McCain’s Health Non-Care
Opinion: May 2, 2008
John McCain, predictably following in his mentor Bush’s sorry tradition, has announced his plan for national health care. McCain wants to five families a $5,000 tax credit to buy health insurance, and $2,500 for individuals. The cost estimate for this is estimated at $3.6 trillion.
To cover the cost of that, he proposes elimination of the tax breaks employers now get for offering insurance.
While his plan sounds no worse at first thought than those proposed by Clinton and Obama, it completely fails to take into account the plight of the increasing number of Americans who are losing their jobs to outsourcing, and joining the ranks of the unemployed.

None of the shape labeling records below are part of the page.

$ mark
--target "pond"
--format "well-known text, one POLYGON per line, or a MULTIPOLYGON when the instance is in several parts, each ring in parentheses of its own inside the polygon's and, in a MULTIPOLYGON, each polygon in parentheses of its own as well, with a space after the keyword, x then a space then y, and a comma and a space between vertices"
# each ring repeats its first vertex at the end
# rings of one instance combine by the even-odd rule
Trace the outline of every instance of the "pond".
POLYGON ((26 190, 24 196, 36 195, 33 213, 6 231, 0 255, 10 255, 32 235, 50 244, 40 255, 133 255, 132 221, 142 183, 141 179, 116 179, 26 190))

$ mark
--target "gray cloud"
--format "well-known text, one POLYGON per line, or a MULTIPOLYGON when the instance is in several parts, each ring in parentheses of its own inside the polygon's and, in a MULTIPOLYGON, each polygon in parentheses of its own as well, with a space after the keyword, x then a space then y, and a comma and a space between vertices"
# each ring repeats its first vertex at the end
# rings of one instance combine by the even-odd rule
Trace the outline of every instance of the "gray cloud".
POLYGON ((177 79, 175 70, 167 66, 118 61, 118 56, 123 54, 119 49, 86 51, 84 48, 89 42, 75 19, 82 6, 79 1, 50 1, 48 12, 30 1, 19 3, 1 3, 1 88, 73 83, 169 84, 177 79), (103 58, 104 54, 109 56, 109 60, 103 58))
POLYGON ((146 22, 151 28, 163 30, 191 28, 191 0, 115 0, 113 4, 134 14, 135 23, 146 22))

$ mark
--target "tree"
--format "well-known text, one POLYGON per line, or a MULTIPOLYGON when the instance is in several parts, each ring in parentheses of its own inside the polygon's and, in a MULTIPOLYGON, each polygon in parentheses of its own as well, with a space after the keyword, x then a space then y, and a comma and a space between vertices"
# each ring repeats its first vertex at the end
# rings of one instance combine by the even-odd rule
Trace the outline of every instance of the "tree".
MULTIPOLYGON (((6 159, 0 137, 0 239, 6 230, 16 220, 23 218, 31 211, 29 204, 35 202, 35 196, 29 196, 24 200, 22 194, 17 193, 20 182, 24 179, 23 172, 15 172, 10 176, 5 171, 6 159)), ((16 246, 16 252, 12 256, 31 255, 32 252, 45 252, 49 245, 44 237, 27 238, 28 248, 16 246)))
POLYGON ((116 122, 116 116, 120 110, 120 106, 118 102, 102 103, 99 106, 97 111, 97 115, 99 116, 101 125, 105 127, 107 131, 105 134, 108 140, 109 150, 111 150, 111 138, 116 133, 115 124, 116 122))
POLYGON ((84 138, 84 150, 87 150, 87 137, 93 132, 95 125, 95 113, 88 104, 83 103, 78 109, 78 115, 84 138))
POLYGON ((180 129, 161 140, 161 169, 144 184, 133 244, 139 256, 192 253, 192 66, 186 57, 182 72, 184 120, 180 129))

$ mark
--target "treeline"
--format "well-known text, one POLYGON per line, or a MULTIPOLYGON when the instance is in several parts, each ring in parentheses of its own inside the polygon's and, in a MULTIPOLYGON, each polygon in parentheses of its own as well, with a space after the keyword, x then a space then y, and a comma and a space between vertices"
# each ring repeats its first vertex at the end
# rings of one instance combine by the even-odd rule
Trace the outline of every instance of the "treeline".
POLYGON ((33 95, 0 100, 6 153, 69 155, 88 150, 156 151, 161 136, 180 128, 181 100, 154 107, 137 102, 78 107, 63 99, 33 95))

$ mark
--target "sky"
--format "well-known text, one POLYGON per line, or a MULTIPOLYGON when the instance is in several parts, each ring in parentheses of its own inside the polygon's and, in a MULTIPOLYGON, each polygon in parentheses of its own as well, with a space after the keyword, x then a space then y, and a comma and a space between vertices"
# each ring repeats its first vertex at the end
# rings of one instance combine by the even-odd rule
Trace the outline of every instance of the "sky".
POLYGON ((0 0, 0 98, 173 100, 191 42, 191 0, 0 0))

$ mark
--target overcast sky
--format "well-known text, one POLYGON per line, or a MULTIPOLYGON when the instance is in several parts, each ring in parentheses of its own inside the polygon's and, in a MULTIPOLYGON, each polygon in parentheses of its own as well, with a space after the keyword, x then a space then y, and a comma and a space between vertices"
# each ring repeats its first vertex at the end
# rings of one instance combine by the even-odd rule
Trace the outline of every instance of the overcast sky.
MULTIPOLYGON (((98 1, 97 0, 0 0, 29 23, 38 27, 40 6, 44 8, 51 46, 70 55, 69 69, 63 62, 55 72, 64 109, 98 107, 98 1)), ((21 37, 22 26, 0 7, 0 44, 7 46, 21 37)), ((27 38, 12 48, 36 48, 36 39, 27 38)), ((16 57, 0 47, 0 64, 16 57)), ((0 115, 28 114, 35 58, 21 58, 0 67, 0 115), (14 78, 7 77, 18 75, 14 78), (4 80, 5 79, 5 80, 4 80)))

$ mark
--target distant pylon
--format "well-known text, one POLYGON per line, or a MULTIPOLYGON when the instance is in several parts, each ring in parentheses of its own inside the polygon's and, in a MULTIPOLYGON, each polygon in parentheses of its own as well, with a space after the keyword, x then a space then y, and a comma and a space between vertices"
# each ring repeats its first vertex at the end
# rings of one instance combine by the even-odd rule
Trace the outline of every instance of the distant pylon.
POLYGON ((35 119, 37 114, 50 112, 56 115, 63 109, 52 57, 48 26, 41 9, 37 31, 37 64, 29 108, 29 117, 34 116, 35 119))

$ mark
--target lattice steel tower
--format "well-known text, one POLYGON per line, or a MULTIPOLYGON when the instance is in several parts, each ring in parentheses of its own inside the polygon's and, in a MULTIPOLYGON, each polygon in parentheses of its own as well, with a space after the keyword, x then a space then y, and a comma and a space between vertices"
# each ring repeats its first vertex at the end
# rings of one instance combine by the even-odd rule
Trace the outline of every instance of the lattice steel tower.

Former middle class workers by the tens of thousands who have been out of work by government condoned outsourcing long enough to run out of unemployment compensation will not have any benefit from McCain’s plan because they are in a downward spiral towards a poverty level that is too low to pay enough taxes for any type of tax break.
But Republicans of McCain’s ilk don’t seem to worry about that though, any more than they worry about the elderly who have been getting Social Security increases of 2.3 %, which is more than eaten by their increased Medicare costs, insane gas prices, and now soaring food prices.
It’s a damn shame that we don’t have any better choices for the office of president than the three pitiful examples now foisted on us by both political parties, neither of which are truly concerned about the average American, no matter what the phonies say in their mad grab for power.